En la Tierra a martes, julio 9, 2024

TRAS UNA CRISIS PROVOCADA POR SU VENTA DE COCHES ELÉCTRICOS 

La realidad de Ford: un nuevo ERE y dudas sobre su estrategia

LAS PERDIDAS HAN ALCANZADO UN VOLUMEN INSOSTENIBLE Y ESO HA PROVOCADO UN CAMBIO DE RUMBO 

Esta semana la factoría valenciana de Ford ha recibido un nuevo jarro de aguda fría y es que. a pesar del comunicado de la compañía anunciando nuevos productos, la dirección ha propuesto la aplicación de un nuevo expediente de regulación de empleo (ERE)

Según ha comunicado Ford esta semana, los trabajadores de la compañía automovilística de una de sus sedes se enfrentan a un nuevo expediente de regulación de empleo (ERE), en concreto en la planta de Almussafe en Valencia, Una decisión que ha resultado contradictoria tras el reciente anuncio realizado por la empresa automovilística sobre la asignación de 300.000 unidades anuales de un nuevo coche multienergía a partir de 2027 el cual suponía un soplo de esperanza ante una nueva estrategia.

Además, este nuevo ajuste laboral se produce cuando parecía que se despejaba la incertidumbre sobre los plazos relativos al proceso de electrificación que se habían ido demorando en el tiempo y que tenía con miedo a los trabajadores valencianos, y tras numerosos ERTE y otro ERE que ya supuso la salida de 1.124 empleados el pasado año, el 20% de la plantilla.

Por tanto, el ERE es la consecuencia de la nueva organización productiva revelada la semana pasada por el vicepresidente europeo de la compañía, Kieran Cahill. Y, el problema del anuncio es que el lanzamiento del nuevo coche al mercado se producirá “a mediados de 2027”. Es decir: dentro de tres años, de modo que la industria valenciana se enfrentará a un largo periodo con una plantilla sobredimensionada.

Decisiones que afectan a sus trabajadores, uno de los valores más destacados de las compañías, y que demuestran, una vez más, la mala situación que atraviesa Ford y que se debe, en gran medida, a su apuesta por los coches eléctricos, la cual no ha salido como la compañía esperaba. Las pérdidas alcanzan un volumen insostenible y eso está provocado un cambio de rumbo con decisiones no muy positivas para la reputación de la marca.
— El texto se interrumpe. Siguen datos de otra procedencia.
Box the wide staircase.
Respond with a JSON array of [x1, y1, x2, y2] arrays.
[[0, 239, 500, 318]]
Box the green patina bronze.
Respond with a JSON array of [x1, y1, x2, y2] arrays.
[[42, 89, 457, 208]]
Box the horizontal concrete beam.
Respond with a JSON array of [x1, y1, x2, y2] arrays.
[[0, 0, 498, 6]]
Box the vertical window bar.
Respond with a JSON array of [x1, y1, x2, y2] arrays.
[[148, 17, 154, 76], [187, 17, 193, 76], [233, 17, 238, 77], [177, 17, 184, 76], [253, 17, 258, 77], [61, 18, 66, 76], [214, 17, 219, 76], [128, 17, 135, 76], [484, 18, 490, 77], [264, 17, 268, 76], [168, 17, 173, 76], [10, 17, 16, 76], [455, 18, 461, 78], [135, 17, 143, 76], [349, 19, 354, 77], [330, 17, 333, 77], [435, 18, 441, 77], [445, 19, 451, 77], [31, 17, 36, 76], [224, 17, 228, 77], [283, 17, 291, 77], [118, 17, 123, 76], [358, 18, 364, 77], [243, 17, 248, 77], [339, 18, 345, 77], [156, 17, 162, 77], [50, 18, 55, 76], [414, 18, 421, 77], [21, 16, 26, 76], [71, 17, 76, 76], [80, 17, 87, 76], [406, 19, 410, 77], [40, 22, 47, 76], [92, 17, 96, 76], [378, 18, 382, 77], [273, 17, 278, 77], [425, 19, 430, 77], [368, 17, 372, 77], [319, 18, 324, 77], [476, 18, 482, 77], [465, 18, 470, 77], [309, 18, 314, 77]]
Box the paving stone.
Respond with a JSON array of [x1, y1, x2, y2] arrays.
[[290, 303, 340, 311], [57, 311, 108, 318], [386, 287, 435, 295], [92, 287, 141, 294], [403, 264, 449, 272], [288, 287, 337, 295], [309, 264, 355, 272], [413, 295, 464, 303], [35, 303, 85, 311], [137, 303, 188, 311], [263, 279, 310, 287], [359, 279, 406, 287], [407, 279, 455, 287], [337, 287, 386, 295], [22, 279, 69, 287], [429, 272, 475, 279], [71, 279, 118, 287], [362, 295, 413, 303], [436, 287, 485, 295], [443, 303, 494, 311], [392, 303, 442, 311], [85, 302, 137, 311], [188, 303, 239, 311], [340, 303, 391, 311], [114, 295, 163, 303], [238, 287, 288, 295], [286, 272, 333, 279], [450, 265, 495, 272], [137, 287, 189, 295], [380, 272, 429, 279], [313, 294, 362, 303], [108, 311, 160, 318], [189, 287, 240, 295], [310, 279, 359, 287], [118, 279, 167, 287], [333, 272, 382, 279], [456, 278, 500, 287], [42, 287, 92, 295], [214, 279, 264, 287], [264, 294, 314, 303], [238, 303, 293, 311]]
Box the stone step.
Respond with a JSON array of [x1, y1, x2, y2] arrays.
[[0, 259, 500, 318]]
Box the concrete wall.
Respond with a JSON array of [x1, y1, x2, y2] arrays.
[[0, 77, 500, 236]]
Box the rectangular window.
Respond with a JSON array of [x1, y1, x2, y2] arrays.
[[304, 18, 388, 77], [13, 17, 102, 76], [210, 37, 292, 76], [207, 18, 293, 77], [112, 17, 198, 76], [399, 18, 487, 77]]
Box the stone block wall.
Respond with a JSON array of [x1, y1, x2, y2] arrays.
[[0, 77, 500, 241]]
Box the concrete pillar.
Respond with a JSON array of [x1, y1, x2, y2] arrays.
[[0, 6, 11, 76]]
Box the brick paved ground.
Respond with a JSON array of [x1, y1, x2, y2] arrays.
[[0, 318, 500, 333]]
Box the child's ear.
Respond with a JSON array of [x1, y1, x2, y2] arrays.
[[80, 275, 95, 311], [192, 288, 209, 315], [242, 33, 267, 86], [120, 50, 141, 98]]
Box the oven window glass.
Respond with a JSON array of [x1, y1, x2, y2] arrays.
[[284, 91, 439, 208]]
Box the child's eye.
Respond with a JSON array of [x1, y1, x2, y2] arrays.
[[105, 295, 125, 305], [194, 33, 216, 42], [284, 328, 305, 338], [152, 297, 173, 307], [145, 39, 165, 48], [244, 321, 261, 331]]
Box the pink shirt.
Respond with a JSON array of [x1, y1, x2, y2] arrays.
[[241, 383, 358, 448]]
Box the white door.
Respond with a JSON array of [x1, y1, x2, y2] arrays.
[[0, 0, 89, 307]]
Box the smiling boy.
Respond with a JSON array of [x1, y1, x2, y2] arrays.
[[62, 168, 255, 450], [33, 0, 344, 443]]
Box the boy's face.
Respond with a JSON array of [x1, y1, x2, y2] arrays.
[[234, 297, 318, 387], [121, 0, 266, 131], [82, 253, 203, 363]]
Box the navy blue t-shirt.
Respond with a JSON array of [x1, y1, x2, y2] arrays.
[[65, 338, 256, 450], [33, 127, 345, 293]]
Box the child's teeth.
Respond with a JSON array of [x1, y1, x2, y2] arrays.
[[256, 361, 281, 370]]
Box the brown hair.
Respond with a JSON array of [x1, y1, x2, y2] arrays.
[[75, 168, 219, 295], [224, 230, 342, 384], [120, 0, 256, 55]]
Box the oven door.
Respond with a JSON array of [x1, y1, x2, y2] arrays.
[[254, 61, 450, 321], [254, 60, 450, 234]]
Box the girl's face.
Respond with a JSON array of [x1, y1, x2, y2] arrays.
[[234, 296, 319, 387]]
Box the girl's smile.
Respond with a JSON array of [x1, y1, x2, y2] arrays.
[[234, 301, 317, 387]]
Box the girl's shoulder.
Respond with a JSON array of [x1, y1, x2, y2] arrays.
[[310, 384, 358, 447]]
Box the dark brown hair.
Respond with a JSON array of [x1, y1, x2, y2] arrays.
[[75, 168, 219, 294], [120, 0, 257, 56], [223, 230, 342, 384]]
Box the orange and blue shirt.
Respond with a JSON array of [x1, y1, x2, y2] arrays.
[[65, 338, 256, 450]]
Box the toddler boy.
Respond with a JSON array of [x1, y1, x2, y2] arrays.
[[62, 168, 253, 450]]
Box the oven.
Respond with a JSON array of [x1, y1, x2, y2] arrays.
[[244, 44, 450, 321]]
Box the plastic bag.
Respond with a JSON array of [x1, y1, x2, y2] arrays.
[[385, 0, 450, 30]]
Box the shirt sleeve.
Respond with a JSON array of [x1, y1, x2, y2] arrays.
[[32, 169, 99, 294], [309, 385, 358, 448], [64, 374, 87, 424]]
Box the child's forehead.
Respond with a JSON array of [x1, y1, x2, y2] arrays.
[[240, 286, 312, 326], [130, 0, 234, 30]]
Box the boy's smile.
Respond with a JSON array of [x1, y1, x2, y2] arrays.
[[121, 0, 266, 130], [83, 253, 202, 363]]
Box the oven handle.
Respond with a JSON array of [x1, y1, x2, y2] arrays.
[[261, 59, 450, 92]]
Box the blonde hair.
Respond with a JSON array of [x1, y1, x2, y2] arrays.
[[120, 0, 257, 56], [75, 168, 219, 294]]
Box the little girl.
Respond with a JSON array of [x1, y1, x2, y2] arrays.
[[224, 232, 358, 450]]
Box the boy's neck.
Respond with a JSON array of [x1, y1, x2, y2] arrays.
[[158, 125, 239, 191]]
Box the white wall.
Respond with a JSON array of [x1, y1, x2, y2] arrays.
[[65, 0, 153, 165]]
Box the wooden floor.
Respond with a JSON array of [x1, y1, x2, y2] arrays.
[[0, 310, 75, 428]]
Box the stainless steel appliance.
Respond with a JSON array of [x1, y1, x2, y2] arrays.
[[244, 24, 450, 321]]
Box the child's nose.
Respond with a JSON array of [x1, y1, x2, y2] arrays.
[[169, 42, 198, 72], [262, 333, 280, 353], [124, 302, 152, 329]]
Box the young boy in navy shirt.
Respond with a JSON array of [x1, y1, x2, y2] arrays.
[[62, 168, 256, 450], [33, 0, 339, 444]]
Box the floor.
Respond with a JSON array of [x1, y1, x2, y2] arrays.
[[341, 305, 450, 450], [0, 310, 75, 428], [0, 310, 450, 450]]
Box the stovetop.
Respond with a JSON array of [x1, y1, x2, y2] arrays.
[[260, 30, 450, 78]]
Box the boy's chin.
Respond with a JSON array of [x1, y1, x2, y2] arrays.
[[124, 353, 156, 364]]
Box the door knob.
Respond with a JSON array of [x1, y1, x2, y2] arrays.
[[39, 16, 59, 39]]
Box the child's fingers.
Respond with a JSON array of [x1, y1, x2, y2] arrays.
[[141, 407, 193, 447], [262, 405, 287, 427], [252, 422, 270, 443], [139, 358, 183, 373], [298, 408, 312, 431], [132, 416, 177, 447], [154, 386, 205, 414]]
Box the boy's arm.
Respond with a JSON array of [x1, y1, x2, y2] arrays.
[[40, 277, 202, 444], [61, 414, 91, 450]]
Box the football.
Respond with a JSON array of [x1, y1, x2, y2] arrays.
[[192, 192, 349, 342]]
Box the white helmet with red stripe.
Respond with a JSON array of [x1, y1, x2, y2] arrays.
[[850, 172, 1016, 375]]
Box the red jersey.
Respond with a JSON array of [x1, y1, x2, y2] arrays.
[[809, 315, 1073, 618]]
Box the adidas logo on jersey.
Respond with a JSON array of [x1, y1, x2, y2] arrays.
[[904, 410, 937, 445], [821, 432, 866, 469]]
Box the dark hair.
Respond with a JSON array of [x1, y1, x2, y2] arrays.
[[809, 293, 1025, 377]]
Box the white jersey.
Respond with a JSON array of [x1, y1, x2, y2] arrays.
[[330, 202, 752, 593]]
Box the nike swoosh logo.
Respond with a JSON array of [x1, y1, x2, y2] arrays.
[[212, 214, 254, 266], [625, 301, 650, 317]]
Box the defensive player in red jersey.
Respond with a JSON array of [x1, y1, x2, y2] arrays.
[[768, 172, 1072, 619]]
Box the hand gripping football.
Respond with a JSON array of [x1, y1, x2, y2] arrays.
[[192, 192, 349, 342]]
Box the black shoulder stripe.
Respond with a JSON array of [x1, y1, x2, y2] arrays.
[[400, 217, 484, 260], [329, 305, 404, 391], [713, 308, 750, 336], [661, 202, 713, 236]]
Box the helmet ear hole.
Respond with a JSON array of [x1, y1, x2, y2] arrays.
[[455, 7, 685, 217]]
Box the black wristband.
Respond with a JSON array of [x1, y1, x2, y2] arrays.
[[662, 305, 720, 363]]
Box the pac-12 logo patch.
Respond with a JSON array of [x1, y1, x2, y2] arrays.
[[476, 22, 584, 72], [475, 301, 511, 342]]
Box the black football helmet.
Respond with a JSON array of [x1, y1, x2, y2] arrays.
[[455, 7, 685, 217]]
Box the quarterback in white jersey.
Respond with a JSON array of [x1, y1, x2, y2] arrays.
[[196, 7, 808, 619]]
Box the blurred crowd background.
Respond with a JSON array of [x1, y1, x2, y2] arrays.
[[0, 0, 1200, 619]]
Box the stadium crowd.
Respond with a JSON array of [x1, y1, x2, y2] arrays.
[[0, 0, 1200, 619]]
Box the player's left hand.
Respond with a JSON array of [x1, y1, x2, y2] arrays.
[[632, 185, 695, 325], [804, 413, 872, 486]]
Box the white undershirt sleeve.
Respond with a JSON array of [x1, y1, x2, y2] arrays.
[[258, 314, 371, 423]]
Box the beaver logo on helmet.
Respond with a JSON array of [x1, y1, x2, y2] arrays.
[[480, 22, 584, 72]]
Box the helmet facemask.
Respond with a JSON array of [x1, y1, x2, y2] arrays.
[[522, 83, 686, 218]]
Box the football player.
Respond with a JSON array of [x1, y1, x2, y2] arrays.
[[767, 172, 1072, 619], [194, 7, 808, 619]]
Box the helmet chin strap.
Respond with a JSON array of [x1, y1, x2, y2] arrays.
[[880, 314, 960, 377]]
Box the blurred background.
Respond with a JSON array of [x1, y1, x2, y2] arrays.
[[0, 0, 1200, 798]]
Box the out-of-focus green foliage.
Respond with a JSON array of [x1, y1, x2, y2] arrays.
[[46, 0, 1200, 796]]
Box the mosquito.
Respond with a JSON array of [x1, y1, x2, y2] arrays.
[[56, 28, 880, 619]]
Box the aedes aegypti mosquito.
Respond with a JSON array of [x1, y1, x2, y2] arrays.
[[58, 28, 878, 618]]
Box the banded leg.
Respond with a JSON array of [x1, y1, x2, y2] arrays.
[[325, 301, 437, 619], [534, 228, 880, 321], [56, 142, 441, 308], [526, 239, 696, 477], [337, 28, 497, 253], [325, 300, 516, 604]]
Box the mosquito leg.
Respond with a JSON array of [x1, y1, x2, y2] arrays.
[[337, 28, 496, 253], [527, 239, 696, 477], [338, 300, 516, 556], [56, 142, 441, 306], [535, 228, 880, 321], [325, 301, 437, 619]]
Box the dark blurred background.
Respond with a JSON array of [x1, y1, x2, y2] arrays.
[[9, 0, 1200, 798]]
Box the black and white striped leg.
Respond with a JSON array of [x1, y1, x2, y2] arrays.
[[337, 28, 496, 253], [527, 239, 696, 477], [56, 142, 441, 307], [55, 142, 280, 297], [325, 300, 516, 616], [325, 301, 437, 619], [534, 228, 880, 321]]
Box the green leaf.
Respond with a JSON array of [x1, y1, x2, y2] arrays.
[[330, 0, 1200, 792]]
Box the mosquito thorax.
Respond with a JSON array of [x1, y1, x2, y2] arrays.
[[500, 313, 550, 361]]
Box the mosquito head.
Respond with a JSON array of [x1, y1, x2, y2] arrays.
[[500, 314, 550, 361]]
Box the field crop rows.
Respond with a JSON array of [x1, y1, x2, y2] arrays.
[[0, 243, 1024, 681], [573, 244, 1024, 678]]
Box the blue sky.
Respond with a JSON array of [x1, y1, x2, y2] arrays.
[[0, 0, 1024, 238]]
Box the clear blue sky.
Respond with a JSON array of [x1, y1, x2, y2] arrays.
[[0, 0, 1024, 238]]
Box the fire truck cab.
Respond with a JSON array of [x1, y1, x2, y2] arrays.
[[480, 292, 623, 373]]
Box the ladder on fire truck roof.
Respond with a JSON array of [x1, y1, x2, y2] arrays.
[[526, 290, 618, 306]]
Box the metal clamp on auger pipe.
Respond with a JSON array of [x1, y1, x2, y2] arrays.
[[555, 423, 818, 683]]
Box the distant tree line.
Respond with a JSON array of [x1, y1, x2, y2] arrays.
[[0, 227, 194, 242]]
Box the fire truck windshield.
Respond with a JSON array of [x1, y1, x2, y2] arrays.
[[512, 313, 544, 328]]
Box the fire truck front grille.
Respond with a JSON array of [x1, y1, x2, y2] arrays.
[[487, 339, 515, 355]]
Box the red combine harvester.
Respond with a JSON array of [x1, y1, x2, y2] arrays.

Ford es el mayor fabricante de Estados Unidos y una de las marcas más reconocidas a nivel internacional. Pues bien, uno bien podría pensar que con esa sólida base de popularidad la etapa eléctrica sería coser y cantar, pero nada más lejos de la realidad. A pesar de haber creado una división específica para eléctricos, es el departamento que más pérdidas genera para la empresa. Los motivos de esta situación han sido varios y elnuevo ERE de Ford es parte de las medidas que está tomando la empresa para paliar, que no corregir, la situación.

El comunicado lanzado por el momento desde la cúpula de Ford ha asegurado que, “esta situación no cambia nuestro objetivo de fabricar un vehículo de pasajeros multi-energía totalmente nuevo en nuestra planta de Valencia a partir de 2027. Reconocemos que esta situación puede generar preocupación entre nuestros empleados y compartiremos más información con ellos en las próximos semanas”. Por tanto, dudas e incesrtidumbre que siguen machacando a una plantilla cuyo rumbo laboral, ahora mismo, es totalmente indefinido.

Los ERE: un proceso traumático para la imagen interna de una compañía

Pero, a pesar del motivo que lleve a una empresa a realizar un ERE, estos siguen siendo igual de dañinos para su imagen. Ford se enfrenta a su cuarta decisión de regulación de empleo en los últimos dos años y por ello, debe ser consciente de las consecuencias que implican estas decisiones en su imagen, valores y reputación y es que, como bien afirman los expertos los procesos de regulación de empleo son, “tremendamente traumáticos para el conjunto de trabajadores de estas empresas y sus familias”.

Cabe tener en cuenta que los trabajadores son uno de los valores más importantes de una compañía. Al final, si conseguimos que los empleados se encuentren cómodos y valorados en sus puestos de trabajo, serán los primeros en hablar bien de la empresa en su entorno familiar o en “petit comité”. Porque, el simple hecho de que uno hable mal de la empresa en la que trabaja, aunque al principio no parezca de gran importancia, si hablamos de muchos empleados, es un gran problema para la imagen de marca y por tanto, para la reputación de la compañía que pasa a ser dudosa para sus clientes e inversores.